22/06/2008 18h43 – Atualizado em 22/06/2008 18h43
Ana Terra Bandeira
Tarde de domingo, como de costume sentei-me em frente ao computador para acessar meus e-mails, respondê-los, entrar em sites de notícias e, claro, verificar meu orkut (quem não tem orkut que atire a primeira pedra). Resolvi escrever um texto para nosso jornal laboratório, mas antes, precisava definir o tema, o assunto que seria abordado. Pensei por vários minutos o que poderia escrever, queria fazer um bom texto, com temática interessante e atual.
Aos poucos, lembrei-me de certa vez quando um querido professor disse que “…o óbvio é o mais difícil de se enxergar…”. Quem me conhece sabe que uso essa frase com muita freqüência.
Pois bem, estaria então definido o assunto que seria abordado em meu texto.

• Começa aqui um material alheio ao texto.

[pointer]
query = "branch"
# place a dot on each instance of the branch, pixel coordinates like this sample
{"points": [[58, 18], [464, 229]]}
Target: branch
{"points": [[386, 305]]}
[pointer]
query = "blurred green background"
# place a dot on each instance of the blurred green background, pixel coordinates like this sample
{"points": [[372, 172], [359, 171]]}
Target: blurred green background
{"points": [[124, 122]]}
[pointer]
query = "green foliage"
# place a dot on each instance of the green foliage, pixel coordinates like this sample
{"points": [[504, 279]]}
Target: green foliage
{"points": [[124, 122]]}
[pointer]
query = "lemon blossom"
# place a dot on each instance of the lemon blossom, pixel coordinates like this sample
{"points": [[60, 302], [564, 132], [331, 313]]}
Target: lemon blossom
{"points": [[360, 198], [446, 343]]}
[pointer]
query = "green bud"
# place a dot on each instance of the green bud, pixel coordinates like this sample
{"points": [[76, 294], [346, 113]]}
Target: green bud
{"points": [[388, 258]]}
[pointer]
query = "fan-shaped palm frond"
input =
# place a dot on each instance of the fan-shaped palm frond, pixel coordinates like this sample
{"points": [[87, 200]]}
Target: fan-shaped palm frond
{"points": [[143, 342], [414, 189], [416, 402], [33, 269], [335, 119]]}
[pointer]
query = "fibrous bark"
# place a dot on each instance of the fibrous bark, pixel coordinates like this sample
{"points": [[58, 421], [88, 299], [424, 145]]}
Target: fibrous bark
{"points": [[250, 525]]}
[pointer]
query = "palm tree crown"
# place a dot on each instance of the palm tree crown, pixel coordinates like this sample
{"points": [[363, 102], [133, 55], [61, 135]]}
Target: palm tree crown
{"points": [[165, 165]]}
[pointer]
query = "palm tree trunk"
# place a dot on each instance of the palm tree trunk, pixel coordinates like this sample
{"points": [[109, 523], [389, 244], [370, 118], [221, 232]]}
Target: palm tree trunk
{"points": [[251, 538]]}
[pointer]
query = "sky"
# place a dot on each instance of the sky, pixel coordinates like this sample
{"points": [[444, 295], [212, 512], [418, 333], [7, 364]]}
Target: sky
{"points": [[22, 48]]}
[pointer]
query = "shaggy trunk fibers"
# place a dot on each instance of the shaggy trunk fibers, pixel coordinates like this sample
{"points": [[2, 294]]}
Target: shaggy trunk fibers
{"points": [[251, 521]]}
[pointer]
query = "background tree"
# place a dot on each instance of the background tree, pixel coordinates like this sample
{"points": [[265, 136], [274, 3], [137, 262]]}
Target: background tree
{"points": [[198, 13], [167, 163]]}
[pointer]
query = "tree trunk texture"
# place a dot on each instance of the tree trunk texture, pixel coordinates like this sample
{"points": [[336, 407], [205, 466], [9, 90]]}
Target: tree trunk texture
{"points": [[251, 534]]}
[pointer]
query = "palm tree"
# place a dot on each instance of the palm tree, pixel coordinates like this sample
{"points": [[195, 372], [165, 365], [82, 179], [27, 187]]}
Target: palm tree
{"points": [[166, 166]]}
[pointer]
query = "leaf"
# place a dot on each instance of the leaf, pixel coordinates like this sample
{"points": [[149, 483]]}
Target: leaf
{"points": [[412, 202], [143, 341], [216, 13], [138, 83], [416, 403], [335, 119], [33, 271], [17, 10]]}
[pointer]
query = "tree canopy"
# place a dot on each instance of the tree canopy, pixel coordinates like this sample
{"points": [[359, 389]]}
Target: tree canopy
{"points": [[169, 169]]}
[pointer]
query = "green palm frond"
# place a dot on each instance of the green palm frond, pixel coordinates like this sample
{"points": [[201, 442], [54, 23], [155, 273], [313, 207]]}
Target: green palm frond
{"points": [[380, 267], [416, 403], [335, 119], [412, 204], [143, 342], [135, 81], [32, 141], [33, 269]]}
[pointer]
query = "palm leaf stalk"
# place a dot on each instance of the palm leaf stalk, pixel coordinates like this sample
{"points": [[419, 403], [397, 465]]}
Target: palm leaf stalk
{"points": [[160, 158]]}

Palavras chave: Comunicação, jornalismo, mídia e publicidade.
O saber prático da vida nos ensina a identificar fatos e objetos e a tirar proveito de suas funções, mas quando nos pedem explicações sobre coisas que todos nos sabemos o que é, nem sempre é fácil – como parece – explicá-las.
Por exemplo, quando nos perguntamos o que é Jornalismo, Publicidade ou mesmo o que é a Comunicação? Todos sabem. No mínimo imaginamos que jornalismo é aquilo que está no jornal, em alguns casos há quem pense que jornalismo é o próprio jornal ou telejornal, imaginamos ainda que a publicidade esteja relacionada apenas com a venda de produtos e serviços e que a comunicação é, tão somente, a linguagem verbal, escrita ou por meio de imagens. Há quem diga ainda que a comunicação, de uma maneira geral é efêmera, pois a notícia de hoje amanhã já não existe, aquele brinquedo que nossos filhos e irmãos vêem na propaganda dessa tarde, na semana seguinte será substituído por outro. Porém, essa é uma forma simplista de ver e entender a Comunicação.
Aquilo que é notícia, tão somente é, porque tem o potencial de transformar a realidade, as notícias de amanhã refletirão os efeitos das notícias de hoje, por isso os meios comunicacionais estão enraizados como ferramenta essencial para o contexto da vida, da realidade e da realização do presente.
Recentemente li um texto, interessantíssimo e rico em detalhes e críticas, em que o autor relacionou três grandes faces através das quais a transmissão de conhecimento se manifesta e pode ser entendida:
1 – A Comunicação enquanto linguagem – com características muito particulares;
2 – A Comunicação enquanto processo – na medida em que a notícia de hoje projeta e motiva os acontecimentos que amanhã serão noticiados há uma dinâmica relacionada aos próprios processos sociais, aos seus mecanismos e à sua lógica;
3 – A Comunicação enquanto espaço público – um espaço de todos que não é divisível, do qual todos podem utilizar para difundir suas idéias ou para captar aquilo que lhes interessa.
Por outro lado como atribuir valores a essas manifestações sem uma fonte de critérios? E é aqui que a opinião da sociedade é relevante, mas não uma sociedade como agrupamento de pessoas, mas sim como fonte das razões éticas, baseadas em princípios e valores de um processo histórico de acordos e conflitos. Sobretudo, quando se exige ética por parte da publicidade, do jornalismo e dos meios de comunicação, exige-se que tenham compromisso com os valores que a sociedade pré-estabeleceu e com os quais ela se manifesta.
O mais importante para todos nós, consumidores e para mim, em particular, como futura profissional de comunicação é jamais esquecer que, quando a mídia polemiza um acontecimento ou mesmo quando a publicidade induz ao consumo de produtos e serviços, ela cria discursos permeados de intencionalidades, sentidos e significados, cabe então decifrá-los.